# QM Variation Method

## Homework Statement

Show that variation principle (parameters ci) leads to equations
$$\sum\limits_{i = 1}^n {\left\langle i \right|H\left| j \right\rangle c_j = Ec_i {\rm{ where }}} \left\langle j \right|H\left| i \right\rangle = \int {d\textbf{r}^3 \chi _j^* \left( \textbf{r} \right)\left( {H\chi _i \left( \textbf{r} \right)} \right)}$$

## Homework Equations

I've got $$\psi \left( \textbf{r} \right) = \sum\limits_{i = 1}^n {c_i \chi _i \left( \textbf{r} \right)}$$
, but

## The Attempt at a Solution

I'm confused about what's being asked, and what the expected result means. Indices as kets and bras? If they're different vectors within the Hilbert space, won't they be orthonormal implying all i not equal j would be zero? I have a nagging feeling I'm either confused by notation or overlooking something basic.

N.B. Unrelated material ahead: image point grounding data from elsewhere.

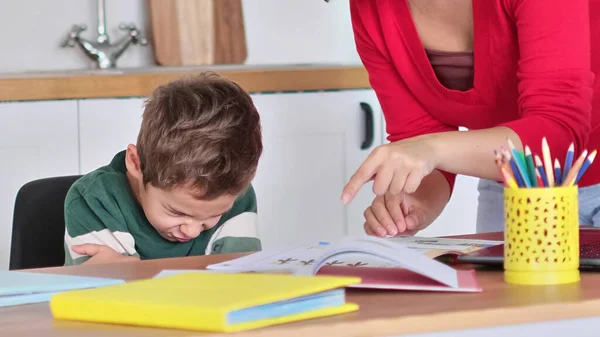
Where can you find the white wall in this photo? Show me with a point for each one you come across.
(277, 32)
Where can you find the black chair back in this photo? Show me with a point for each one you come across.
(39, 223)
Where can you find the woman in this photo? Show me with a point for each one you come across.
(505, 69)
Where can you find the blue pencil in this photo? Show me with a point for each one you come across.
(513, 166)
(569, 159)
(588, 161)
(540, 168)
(557, 173)
(519, 159)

## The Attempt at a Solution

The left hand side is just the matrix elements of the hamiltonian in some orthonormal basis. If they are eigenstates of the Hamiltonian, this matrix will be diagonal.

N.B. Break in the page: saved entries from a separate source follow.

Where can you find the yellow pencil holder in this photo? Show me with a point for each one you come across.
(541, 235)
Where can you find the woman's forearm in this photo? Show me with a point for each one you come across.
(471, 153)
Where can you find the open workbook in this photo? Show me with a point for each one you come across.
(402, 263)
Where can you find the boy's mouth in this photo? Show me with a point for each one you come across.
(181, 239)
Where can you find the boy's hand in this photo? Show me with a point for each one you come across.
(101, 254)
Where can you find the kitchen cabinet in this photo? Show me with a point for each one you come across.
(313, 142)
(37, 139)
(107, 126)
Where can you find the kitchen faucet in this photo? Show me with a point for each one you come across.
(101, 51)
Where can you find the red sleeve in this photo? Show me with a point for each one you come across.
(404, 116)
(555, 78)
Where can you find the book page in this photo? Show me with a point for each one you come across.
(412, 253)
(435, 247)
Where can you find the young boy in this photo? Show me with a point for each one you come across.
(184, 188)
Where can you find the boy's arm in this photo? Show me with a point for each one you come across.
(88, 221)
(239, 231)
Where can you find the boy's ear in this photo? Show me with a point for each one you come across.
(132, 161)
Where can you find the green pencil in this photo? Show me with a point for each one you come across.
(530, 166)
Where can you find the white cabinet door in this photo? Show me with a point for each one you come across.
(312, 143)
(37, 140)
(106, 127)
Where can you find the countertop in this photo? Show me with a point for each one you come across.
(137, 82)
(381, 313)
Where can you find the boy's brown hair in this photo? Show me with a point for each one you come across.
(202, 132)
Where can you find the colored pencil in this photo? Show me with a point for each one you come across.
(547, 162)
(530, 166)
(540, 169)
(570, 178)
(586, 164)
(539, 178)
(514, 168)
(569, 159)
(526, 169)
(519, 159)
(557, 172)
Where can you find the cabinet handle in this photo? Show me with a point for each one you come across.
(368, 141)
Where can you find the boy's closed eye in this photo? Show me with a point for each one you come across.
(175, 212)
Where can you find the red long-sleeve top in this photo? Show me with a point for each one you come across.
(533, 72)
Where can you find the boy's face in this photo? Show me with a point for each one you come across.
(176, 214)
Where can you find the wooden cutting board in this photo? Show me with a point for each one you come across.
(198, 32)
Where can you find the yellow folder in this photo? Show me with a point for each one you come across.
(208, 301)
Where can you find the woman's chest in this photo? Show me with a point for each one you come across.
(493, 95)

The expression they give you for the matrix elements is the position space representation

Beyond that, I don't know what you're asking.

Well, thanks for your response. First, let me say that the problem statement as shown was exactly as presented, and we were given no other information. The only thing I can think of is that the indices in the bras and kets are really intended to be $$\chi_{i}$$ and $$\chi_{j}$$, but this seems to be trivial, because in that case wouldn't $$\left\langle j \right|H\left| i \right\rangle = \int {d\textbf{r}^3 \chi _j^* \left( \textbf{r} \right)\left( {H\chi _i \left( \textbf{r} \right)} \right)}$$
imply $$\left\langle i \right|H\left| j \right\rangle = \int {d\textbf{r}^3 \chi _i^* \left( \textbf{r} \right)\left( {H\chi _j \left( \textbf{r} \right)} \right)}$$
? And if that's the case, doesn't that simply mean that the $$\chi$$'s are simply the eigenstates of the Hamiltonian?